The first and most important thing we need to know are the dimensions of your tank. The key to most cichlids tanks is length, not height, because most of them are territorial. A 36 gallon bow front will be pretty small for cichlids, regardless. That said, you will have some options.


----------



## cessna1466u (Jul 21, 2012)

Thanks for the quick reply. I know I will be limited but we don't have that much space and I didn't want to get into a huge tank for my first set up. Here are the dimension. I figure a max of about 5 fish. 17"L x 31-3/4"W


----------



## DrTenochtitlan (Jun 17, 2012)

Ok, I'm just beginning to work on my first Cichlid tank myself, but since it's the length that matters, I'm guessing you'll have the same profile as a 20 Long or 29 gallon tank. First, I would start by looking at the "Cookie Cutter" setups they have for those two tanks. A lot (though not all) of your options will be limited to small, shell dwelling species, but they have a lot of personality and some really unique traits. Alternatively, I saw someone on here earlier discussing a species-only tank of Saulosi. I don't know if your bowfront would be too small for them, but the males are beautiful blue with black bars, and the females are yellow, so you'd have good color. You'd need to get 1m/4f, and your best bet would be to go to a local fish store (LFS) for that. Before you do that, however, I'd check with someone more experienced than I to see if the Saulosi will even work in your tank.

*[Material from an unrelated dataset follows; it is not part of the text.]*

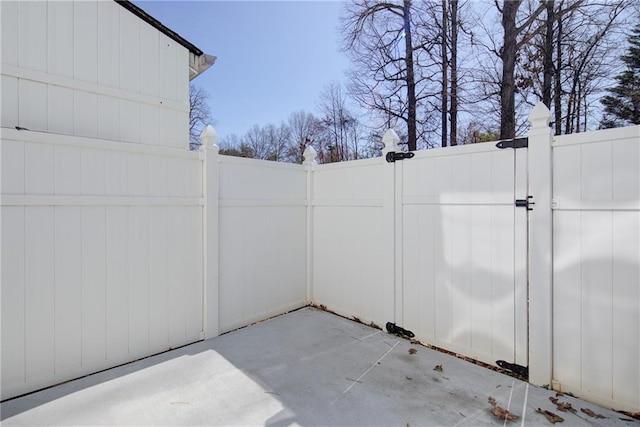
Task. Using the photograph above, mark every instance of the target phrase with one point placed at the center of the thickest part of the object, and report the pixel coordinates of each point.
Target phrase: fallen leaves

Here's the link to the 20 Long "cookie cutter":
http://www.cichlid-forum.com/articles/cookie_cutter_20g.php

Here's the link to the 29 gallon "cookie cutter". You have all the same options as the 20 Long, plus these additional options:
http://www.cichlid-forum.com/articles/cookie_cutter_29g.php

Here's a link to the species profile on Psuedotropheus saulosi:
http://www.cichlid-forum.com/profiles/species.php?id=1

and the species article on the Saulosi:
http://www.cichlid-forum.com/articles/p_saulosi.php


----------



## DrTenochtitlan (Jun 17, 2012)

Here's a link to another relevant thread on Saulosi in a 29 gallon:
http://www.cichlid-forum.com/phpBB/viewtopic.php?f=9&t=246481


----------



## Storiwyr (Apr 24, 2012)

Bristlenose Plecos can be kept with Cichlids usually, as long as they are adapted to the conditions slowly. Whether or not it works is usually dependent on the temperament of the fish you end up getting rather than on water chemistry. You said you had it cycling for a couple of days? Usually cycling takes weeks. One thing you will want to get into this hobby is your own testing kit, preferably a liquid test kit rather than strips. That way you can check at home what your levels are for ammonia, nitrite, nitrate and pH. There's a good article in the library here:

http://www.cichlid-forum.com/articles/f ... _cycle.php

The whole thing can be a little overwhelming at first, but it's totally worth it!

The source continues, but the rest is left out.